Each time the inevitable school holidays approach, if I’m brutally honest, a shudder runs from the tip to the base my spine. No longer can I visit a shopping town centre or go for a leisurely swim without insurmountable disruption to my supposedly sordid routine.

Avoiding the everyday bumper scrape of the school time rush was hard enough, but during the break, it’s as if the school run hell took place all day. Town centre car parks become the epitome of a jam packed metropolis, British weather keeps up its crown for worlds most unpredictable weather as it disrupts many a trip to the local park for a wee picnic and chlorine companies empty their supplies as leisure centres try to compensate for the funny yellow colour of their swimming pools. The whole holiday escapade culminates with Mother’s running out of ideas where to take their “little cherubs” – of course by this time they are Satan’s aspiring generation – and PS2’s and Nintendo DS’s become the sole reason for the drain in the country’s national grid.
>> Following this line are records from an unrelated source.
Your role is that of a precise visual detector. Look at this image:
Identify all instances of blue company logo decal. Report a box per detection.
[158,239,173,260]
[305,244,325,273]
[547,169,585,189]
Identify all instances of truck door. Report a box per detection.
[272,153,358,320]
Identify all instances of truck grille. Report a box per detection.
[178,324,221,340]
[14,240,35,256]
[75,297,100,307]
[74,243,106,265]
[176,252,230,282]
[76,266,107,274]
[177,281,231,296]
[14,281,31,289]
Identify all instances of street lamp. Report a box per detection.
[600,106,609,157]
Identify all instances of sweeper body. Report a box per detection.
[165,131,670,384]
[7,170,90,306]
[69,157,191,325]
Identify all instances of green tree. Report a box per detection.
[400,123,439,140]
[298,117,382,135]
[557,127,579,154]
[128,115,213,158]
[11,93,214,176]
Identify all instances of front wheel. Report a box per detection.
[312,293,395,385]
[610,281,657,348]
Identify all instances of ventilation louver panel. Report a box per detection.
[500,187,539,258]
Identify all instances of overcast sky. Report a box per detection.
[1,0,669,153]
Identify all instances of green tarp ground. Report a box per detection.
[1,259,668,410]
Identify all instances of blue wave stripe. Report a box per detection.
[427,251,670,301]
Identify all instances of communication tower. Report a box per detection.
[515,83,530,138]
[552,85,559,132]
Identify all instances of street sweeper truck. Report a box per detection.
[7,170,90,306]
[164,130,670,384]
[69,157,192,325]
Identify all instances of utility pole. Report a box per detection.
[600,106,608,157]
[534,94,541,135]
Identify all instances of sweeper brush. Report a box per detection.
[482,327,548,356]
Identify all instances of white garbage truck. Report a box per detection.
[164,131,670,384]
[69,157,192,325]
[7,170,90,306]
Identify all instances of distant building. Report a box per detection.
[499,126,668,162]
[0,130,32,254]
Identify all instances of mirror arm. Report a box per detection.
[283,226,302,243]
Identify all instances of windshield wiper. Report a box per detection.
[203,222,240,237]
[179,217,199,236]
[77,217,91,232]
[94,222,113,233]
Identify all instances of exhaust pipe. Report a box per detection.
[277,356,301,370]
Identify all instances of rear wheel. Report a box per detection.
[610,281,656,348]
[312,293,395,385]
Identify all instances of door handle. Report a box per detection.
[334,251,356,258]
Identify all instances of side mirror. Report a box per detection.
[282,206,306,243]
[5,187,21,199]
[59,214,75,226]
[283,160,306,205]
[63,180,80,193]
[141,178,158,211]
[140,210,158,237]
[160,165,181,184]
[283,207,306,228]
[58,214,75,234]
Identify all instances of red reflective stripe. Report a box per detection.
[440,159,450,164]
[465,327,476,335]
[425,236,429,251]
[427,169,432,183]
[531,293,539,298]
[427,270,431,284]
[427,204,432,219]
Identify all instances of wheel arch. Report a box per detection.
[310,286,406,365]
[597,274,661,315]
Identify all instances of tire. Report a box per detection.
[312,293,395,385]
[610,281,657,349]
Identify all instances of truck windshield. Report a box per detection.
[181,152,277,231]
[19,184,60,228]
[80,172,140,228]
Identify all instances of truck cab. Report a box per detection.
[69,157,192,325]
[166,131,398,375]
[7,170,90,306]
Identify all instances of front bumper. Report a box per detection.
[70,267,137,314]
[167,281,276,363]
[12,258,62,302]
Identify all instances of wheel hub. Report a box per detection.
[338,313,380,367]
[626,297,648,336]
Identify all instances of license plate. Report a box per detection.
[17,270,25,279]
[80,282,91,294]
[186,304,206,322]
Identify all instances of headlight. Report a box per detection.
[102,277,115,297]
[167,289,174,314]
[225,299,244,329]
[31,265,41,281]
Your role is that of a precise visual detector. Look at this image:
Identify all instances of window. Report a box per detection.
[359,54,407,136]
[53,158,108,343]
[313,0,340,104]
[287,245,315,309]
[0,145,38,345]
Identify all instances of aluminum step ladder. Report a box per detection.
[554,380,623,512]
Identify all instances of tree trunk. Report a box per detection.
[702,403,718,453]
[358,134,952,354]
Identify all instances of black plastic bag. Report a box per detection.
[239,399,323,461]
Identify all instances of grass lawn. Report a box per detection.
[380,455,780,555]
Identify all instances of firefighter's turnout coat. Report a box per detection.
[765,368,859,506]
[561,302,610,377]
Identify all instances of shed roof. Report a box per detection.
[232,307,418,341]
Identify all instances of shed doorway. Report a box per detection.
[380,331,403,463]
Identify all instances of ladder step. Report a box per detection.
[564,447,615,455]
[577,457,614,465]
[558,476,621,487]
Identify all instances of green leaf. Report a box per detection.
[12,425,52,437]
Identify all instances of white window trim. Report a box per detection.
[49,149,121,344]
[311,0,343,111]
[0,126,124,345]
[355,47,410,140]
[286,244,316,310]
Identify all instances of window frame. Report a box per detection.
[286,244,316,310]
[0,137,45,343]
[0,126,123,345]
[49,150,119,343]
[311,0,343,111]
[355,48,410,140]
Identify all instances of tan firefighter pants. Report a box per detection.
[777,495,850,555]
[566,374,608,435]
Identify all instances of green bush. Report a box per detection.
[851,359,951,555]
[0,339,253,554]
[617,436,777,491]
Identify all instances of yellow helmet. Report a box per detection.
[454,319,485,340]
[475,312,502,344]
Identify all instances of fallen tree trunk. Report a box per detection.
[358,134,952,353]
Taking all this into account, I decided that there had to be a solution to the lack of recreational activities for mothers to take their kids. I thought it would be a good idea to look no further than the Time Out website and see if my theatre counterparts could come to the rescue. I took a glance through Time Out’s section ‘School holiday activities for kids’, to see if I’d be able to find new possibilities of entertaining the tots, tweens and teens. I was somewhat ashamed to find less than a handful of a decent selection of theatre shows for children.

 A fair part of the shows selected were West End with ticket prices starting at around £20 – not at all ideal if you have a few young-ans. The other shows looked fairly decent, although the general selection was far too small. Mothers, for what it’s worth – you have my full understanding.

Lyn Gardner, of the Guardian, pointed out in her blog recently that theatre start times are too late and because of this, theatre buildings aren’t being used to their full advantage:-

Many theatre buildings are woefully underused throughout most of the day and late night, and are like ghosts that only come alive for a few hours in the evenings.

Surely the school holidays are a perfect reason for companies to use theatres in the daytime to entertain the children masses and keep them from being so bored at home. Not only can they entertain, but get our future generation through the theatre doors so we can brain wash them into the magical world of the performance. All jokes aside, it is a shame to see theatre buildings go to very little use in the daytime as well as a lack of children’s entertainment shows. If we have any hope of making theatre in the UK grow far and wide, this is certainly a situation we need to find solutions for. It is pretty simple.

Let’s tear these kids away from the television screens that we, ourselves, were far too subjected to and show them a way that is far more educational, more real and without doubt, a far better way of spending that little precious time.